First we load the data and prior. Note that the ICE6G solution is given on a 1 degree grid. For any given location, we define the GIA prior to be the value of the grid in which the location falls; hence we set it as a spatial polygon data set.

## Load packages
library(sp); library(INLA); library(GEOmap)
source("functions.R")
source("functions-barriers-dt-models-march2017.R")

## Load data
## 1 Load GIA prior
ice6g <- read.table("Z:/WP2-SolidEarth/BHMinputs/GIA/GIA_Pel-6-VM5.txt", header = T)
polycoords <- ice6g[,c(6:13, 6,7)] 
plist <- lapply(ice6g$ID, 
                function(x) Polygons(list(Polygon(cbind(lon = as.numeric(polycoords[x, c(1,3,5,7,9)]), 
                                                        lat = as.numeric(polycoords[x, c(2,4,6,8,10)])))), ID = x))
Plist <- SpatialPolygons(plist, proj4string = CRS("+proj=longlat"))
## Note that in this data set the grid boundaries are defined on [-0.5, - 359.5] and the centre points on [0, 359].
## Corresponding transformation is needed in the following in geometery operations.

## 2 Load GPS data
GPSV4b <- read.table("Z:/WP2-SolidEarth/BHMinputs/GPS/GPS_v04b.txt", header = T)
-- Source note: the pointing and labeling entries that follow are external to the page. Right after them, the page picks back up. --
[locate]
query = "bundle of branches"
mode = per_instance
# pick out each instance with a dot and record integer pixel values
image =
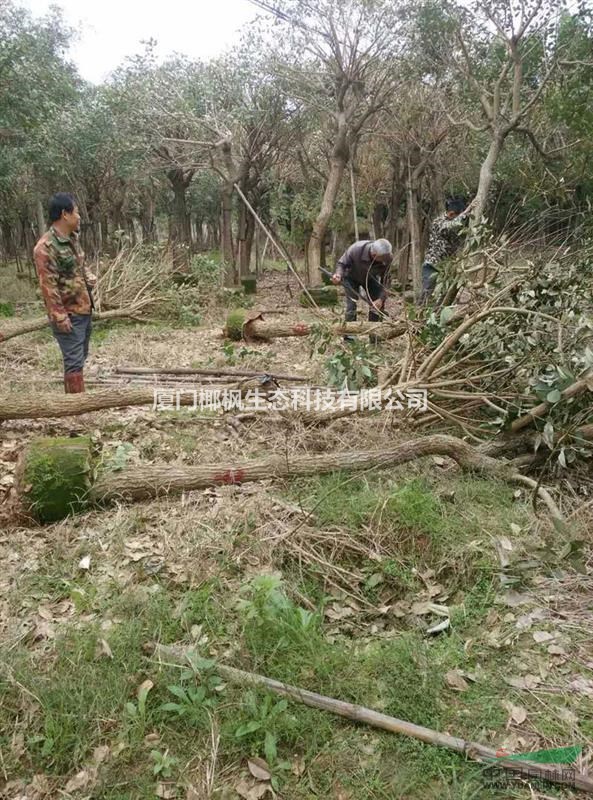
(129, 280)
(523, 358)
2.1 Prior setup for the parameters

Setup the priors for the parameters for the Gaussian process. Assume the prior distributions of both \(\rho\) and \(\sigma^2\) are log normal. The prior mean of the correlation length is set to be 500km based on expert prior opinion on the residual process and the mean for the variance is 20 which is about the range of the GIA values. The variances of both distributions are set to be large for a vague enough prior.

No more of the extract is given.